Illumio Core 25.1 Administration Guide

Core Node Failure

In this failure case, one of the core nodes completely fails. This situation occurs anytime a node is not communicating with any of the other nodes in the cluster; for example, a node is destroyed, the node's SDS fails, or the node is powered off or disconnected from the cluster.

pce-ha-dr-1.png

Stage

Details

Preconditions

The load balancer must be able to run application level health checks on each of the core nodes in the PCE cluster, so that it can be aware at all times whether a node is available.

Important

When you use a DNS load balancer and need to provision a new core node to recover from this failure, the runtime_env.yml file parameter named cluster_public_ips must include the IP address of your existing core nodes and the IP addresses of the replacement nodes. When this is not configured correctly, VENs will not have outbound rules programmed to allow them to connect to the IP address of the replacement node. Illumio recommends that you preallocate these IP addresses so that, in the event of a failure, you can restore the cluster and the VENs can communicate with the replacement node.

Failure Behavior

PCE

  • The PCE is temporarily unavailable.

  • Users might be unable to log into the PCE web console.
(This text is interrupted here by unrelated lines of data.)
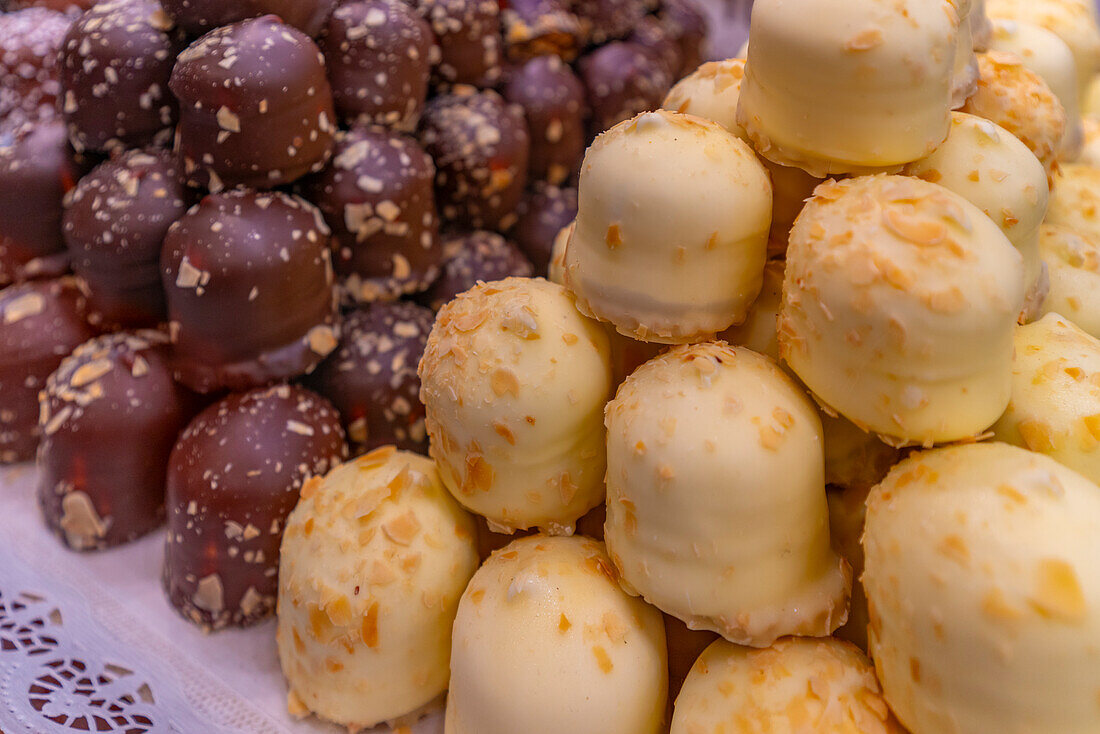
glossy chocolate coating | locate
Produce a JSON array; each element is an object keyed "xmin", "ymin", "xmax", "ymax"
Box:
[
  {"xmin": 503, "ymin": 0, "xmax": 584, "ymax": 62},
  {"xmin": 63, "ymin": 149, "xmax": 190, "ymax": 329},
  {"xmin": 504, "ymin": 56, "xmax": 585, "ymax": 184},
  {"xmin": 171, "ymin": 15, "xmax": 336, "ymax": 193},
  {"xmin": 578, "ymin": 41, "xmax": 672, "ymax": 134},
  {"xmin": 411, "ymin": 0, "xmax": 504, "ymax": 87},
  {"xmin": 37, "ymin": 330, "xmax": 198, "ymax": 550},
  {"xmin": 0, "ymin": 8, "xmax": 73, "ymax": 126},
  {"xmin": 573, "ymin": 0, "xmax": 646, "ymax": 44},
  {"xmin": 306, "ymin": 300, "xmax": 436, "ymax": 456},
  {"xmin": 0, "ymin": 277, "xmax": 95, "ymax": 464},
  {"xmin": 161, "ymin": 0, "xmax": 339, "ymax": 36},
  {"xmin": 318, "ymin": 0, "xmax": 439, "ymax": 132},
  {"xmin": 420, "ymin": 86, "xmax": 530, "ymax": 229},
  {"xmin": 59, "ymin": 0, "xmax": 184, "ymax": 151},
  {"xmin": 422, "ymin": 230, "xmax": 535, "ymax": 311},
  {"xmin": 0, "ymin": 120, "xmax": 80, "ymax": 287},
  {"xmin": 303, "ymin": 125, "xmax": 443, "ymax": 303},
  {"xmin": 509, "ymin": 182, "xmax": 576, "ymax": 277},
  {"xmin": 161, "ymin": 189, "xmax": 339, "ymax": 393},
  {"xmin": 164, "ymin": 385, "xmax": 348, "ymax": 629}
]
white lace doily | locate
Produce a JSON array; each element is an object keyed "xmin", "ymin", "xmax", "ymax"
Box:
[{"xmin": 0, "ymin": 467, "xmax": 442, "ymax": 734}]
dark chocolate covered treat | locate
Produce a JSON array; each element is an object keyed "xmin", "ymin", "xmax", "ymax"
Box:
[
  {"xmin": 318, "ymin": 0, "xmax": 439, "ymax": 132},
  {"xmin": 411, "ymin": 0, "xmax": 504, "ymax": 87},
  {"xmin": 64, "ymin": 149, "xmax": 189, "ymax": 329},
  {"xmin": 420, "ymin": 86, "xmax": 530, "ymax": 229},
  {"xmin": 0, "ymin": 277, "xmax": 95, "ymax": 464},
  {"xmin": 0, "ymin": 120, "xmax": 80, "ymax": 287},
  {"xmin": 307, "ymin": 300, "xmax": 436, "ymax": 456},
  {"xmin": 0, "ymin": 8, "xmax": 73, "ymax": 126},
  {"xmin": 303, "ymin": 127, "xmax": 443, "ymax": 303},
  {"xmin": 161, "ymin": 189, "xmax": 340, "ymax": 393},
  {"xmin": 164, "ymin": 385, "xmax": 348, "ymax": 629},
  {"xmin": 171, "ymin": 15, "xmax": 336, "ymax": 191},
  {"xmin": 579, "ymin": 41, "xmax": 672, "ymax": 134},
  {"xmin": 509, "ymin": 182, "xmax": 576, "ymax": 277},
  {"xmin": 504, "ymin": 56, "xmax": 585, "ymax": 184},
  {"xmin": 503, "ymin": 0, "xmax": 584, "ymax": 61},
  {"xmin": 161, "ymin": 0, "xmax": 339, "ymax": 36},
  {"xmin": 58, "ymin": 0, "xmax": 184, "ymax": 151},
  {"xmin": 37, "ymin": 330, "xmax": 198, "ymax": 550},
  {"xmin": 573, "ymin": 0, "xmax": 646, "ymax": 43},
  {"xmin": 422, "ymin": 230, "xmax": 535, "ymax": 311}
]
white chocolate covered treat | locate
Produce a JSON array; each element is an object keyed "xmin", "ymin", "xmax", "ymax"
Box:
[
  {"xmin": 993, "ymin": 314, "xmax": 1100, "ymax": 482},
  {"xmin": 672, "ymin": 637, "xmax": 904, "ymax": 734},
  {"xmin": 992, "ymin": 20, "xmax": 1085, "ymax": 161},
  {"xmin": 419, "ymin": 277, "xmax": 613, "ymax": 535},
  {"xmin": 565, "ymin": 110, "xmax": 771, "ymax": 343},
  {"xmin": 737, "ymin": 0, "xmax": 959, "ymax": 177},
  {"xmin": 963, "ymin": 51, "xmax": 1067, "ymax": 174},
  {"xmin": 604, "ymin": 342, "xmax": 850, "ymax": 647},
  {"xmin": 444, "ymin": 535, "xmax": 668, "ymax": 734},
  {"xmin": 905, "ymin": 112, "xmax": 1049, "ymax": 318},
  {"xmin": 779, "ymin": 176, "xmax": 1024, "ymax": 446},
  {"xmin": 864, "ymin": 443, "xmax": 1100, "ymax": 734},
  {"xmin": 1040, "ymin": 224, "xmax": 1100, "ymax": 339},
  {"xmin": 276, "ymin": 446, "xmax": 477, "ymax": 731}
]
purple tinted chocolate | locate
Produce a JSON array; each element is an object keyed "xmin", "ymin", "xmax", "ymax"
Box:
[
  {"xmin": 171, "ymin": 15, "xmax": 336, "ymax": 191},
  {"xmin": 161, "ymin": 0, "xmax": 339, "ymax": 37},
  {"xmin": 37, "ymin": 331, "xmax": 198, "ymax": 550},
  {"xmin": 318, "ymin": 0, "xmax": 439, "ymax": 132},
  {"xmin": 59, "ymin": 0, "xmax": 184, "ymax": 151},
  {"xmin": 306, "ymin": 300, "xmax": 436, "ymax": 456},
  {"xmin": 0, "ymin": 120, "xmax": 80, "ymax": 287},
  {"xmin": 0, "ymin": 277, "xmax": 96, "ymax": 464},
  {"xmin": 422, "ymin": 230, "xmax": 535, "ymax": 311},
  {"xmin": 411, "ymin": 0, "xmax": 504, "ymax": 87},
  {"xmin": 509, "ymin": 182, "xmax": 576, "ymax": 277},
  {"xmin": 63, "ymin": 149, "xmax": 190, "ymax": 329},
  {"xmin": 303, "ymin": 125, "xmax": 443, "ymax": 303},
  {"xmin": 164, "ymin": 385, "xmax": 348, "ymax": 629},
  {"xmin": 161, "ymin": 189, "xmax": 340, "ymax": 393},
  {"xmin": 420, "ymin": 86, "xmax": 530, "ymax": 229},
  {"xmin": 504, "ymin": 56, "xmax": 586, "ymax": 184},
  {"xmin": 579, "ymin": 41, "xmax": 672, "ymax": 133},
  {"xmin": 502, "ymin": 0, "xmax": 584, "ymax": 62}
]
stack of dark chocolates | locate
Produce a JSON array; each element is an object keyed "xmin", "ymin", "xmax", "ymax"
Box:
[{"xmin": 0, "ymin": 0, "xmax": 705, "ymax": 628}]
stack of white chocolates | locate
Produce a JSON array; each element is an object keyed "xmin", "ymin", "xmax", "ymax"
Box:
[{"xmin": 272, "ymin": 0, "xmax": 1100, "ymax": 734}]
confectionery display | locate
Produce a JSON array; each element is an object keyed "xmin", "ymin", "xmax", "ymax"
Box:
[
  {"xmin": 864, "ymin": 442, "xmax": 1100, "ymax": 734},
  {"xmin": 419, "ymin": 278, "xmax": 612, "ymax": 535},
  {"xmin": 444, "ymin": 535, "xmax": 668, "ymax": 734},
  {"xmin": 161, "ymin": 189, "xmax": 340, "ymax": 393},
  {"xmin": 164, "ymin": 385, "xmax": 348, "ymax": 629},
  {"xmin": 277, "ymin": 447, "xmax": 475, "ymax": 731},
  {"xmin": 306, "ymin": 300, "xmax": 436, "ymax": 456},
  {"xmin": 37, "ymin": 330, "xmax": 198, "ymax": 550}
]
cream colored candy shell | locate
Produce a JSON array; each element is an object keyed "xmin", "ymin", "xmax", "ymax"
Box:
[
  {"xmin": 444, "ymin": 535, "xmax": 668, "ymax": 734},
  {"xmin": 419, "ymin": 277, "xmax": 612, "ymax": 535},
  {"xmin": 604, "ymin": 342, "xmax": 850, "ymax": 647},
  {"xmin": 565, "ymin": 110, "xmax": 771, "ymax": 343},
  {"xmin": 737, "ymin": 0, "xmax": 959, "ymax": 177},
  {"xmin": 993, "ymin": 20, "xmax": 1084, "ymax": 161},
  {"xmin": 672, "ymin": 637, "xmax": 904, "ymax": 734},
  {"xmin": 905, "ymin": 112, "xmax": 1049, "ymax": 312},
  {"xmin": 1040, "ymin": 224, "xmax": 1100, "ymax": 339},
  {"xmin": 963, "ymin": 51, "xmax": 1066, "ymax": 173},
  {"xmin": 993, "ymin": 314, "xmax": 1100, "ymax": 482},
  {"xmin": 276, "ymin": 447, "xmax": 477, "ymax": 730},
  {"xmin": 864, "ymin": 442, "xmax": 1100, "ymax": 734},
  {"xmin": 779, "ymin": 176, "xmax": 1024, "ymax": 445}
]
  • The PCE might return an HTTP 502 response and the /node_available API call might return an HTTP 404 error.

  • Other services that are dependent on the failed services might be restarted within the cluster.

VENs

  • VENs are not affected.

  • VENs continue to enforce the current policy.
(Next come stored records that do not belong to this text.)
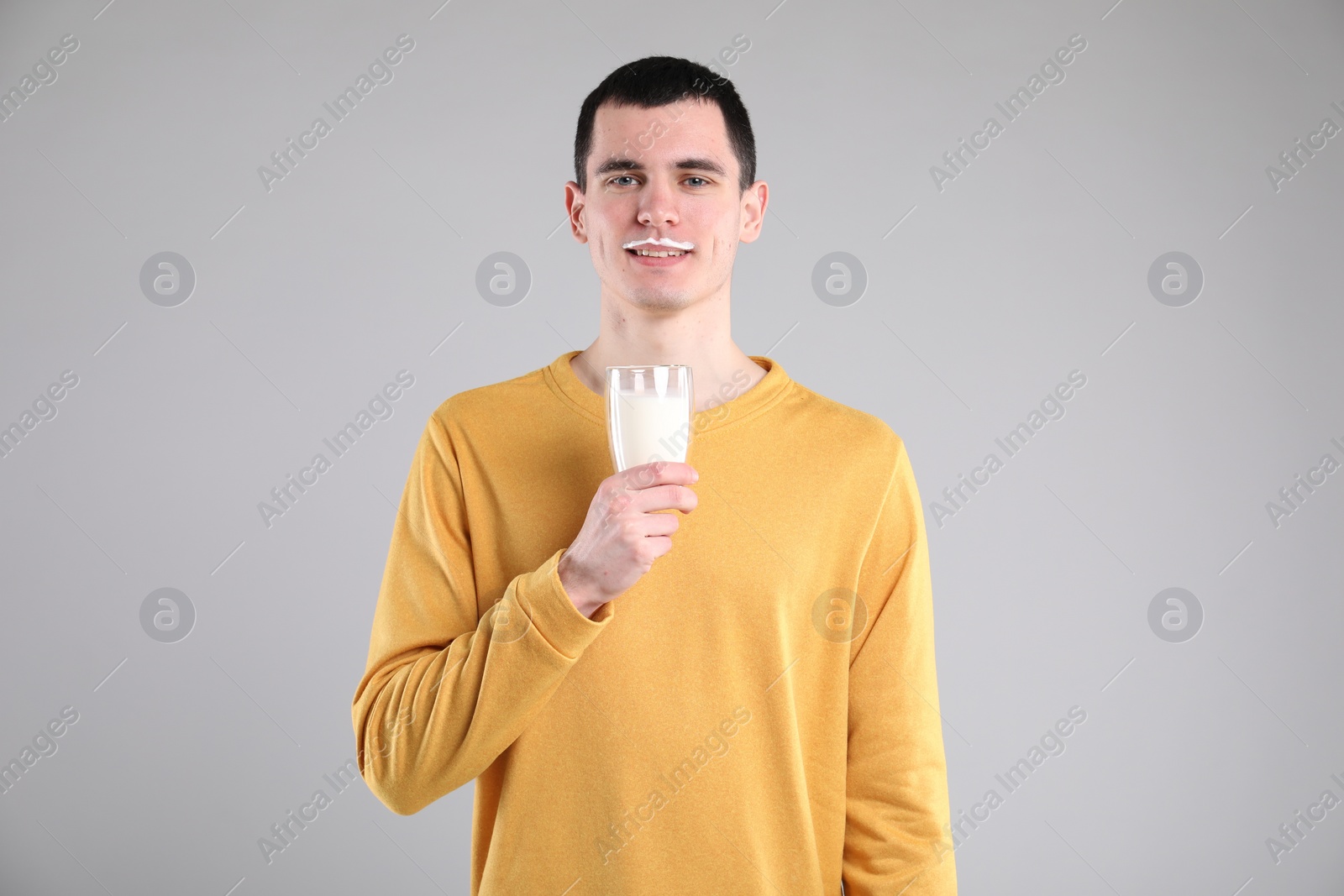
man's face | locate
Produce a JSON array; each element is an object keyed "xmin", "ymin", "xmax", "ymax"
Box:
[{"xmin": 566, "ymin": 96, "xmax": 766, "ymax": 312}]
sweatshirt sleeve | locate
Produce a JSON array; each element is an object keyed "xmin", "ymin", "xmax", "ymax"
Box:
[
  {"xmin": 842, "ymin": 434, "xmax": 957, "ymax": 896},
  {"xmin": 351, "ymin": 411, "xmax": 613, "ymax": 815}
]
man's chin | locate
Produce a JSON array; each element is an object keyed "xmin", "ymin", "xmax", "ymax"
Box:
[{"xmin": 627, "ymin": 289, "xmax": 695, "ymax": 312}]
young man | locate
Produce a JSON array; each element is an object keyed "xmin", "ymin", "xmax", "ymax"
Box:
[{"xmin": 352, "ymin": 56, "xmax": 956, "ymax": 896}]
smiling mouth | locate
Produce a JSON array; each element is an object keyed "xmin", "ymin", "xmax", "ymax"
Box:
[{"xmin": 625, "ymin": 246, "xmax": 690, "ymax": 258}]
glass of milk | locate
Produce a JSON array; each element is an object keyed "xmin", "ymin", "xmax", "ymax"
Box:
[{"xmin": 603, "ymin": 364, "xmax": 695, "ymax": 473}]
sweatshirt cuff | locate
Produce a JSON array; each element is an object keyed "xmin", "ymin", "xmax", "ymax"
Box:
[{"xmin": 519, "ymin": 548, "xmax": 614, "ymax": 659}]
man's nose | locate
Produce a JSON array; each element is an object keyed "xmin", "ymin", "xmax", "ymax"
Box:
[{"xmin": 638, "ymin": 184, "xmax": 677, "ymax": 227}]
  • When a VEN misses a heartbeat to the PCE, it retries in 5 minutes.

Recovery

  • Recovery type: Automatic. The cluster has multiple active core nodes for redundancy.

  • Recovery procedure: None required.

  • RTO: 5 minutes.

  • RPO: Zero. No data loss occurs because the core nodes are stateless.

Full Recovery

Either recover the failed node or provision a new node and join it to the cluster.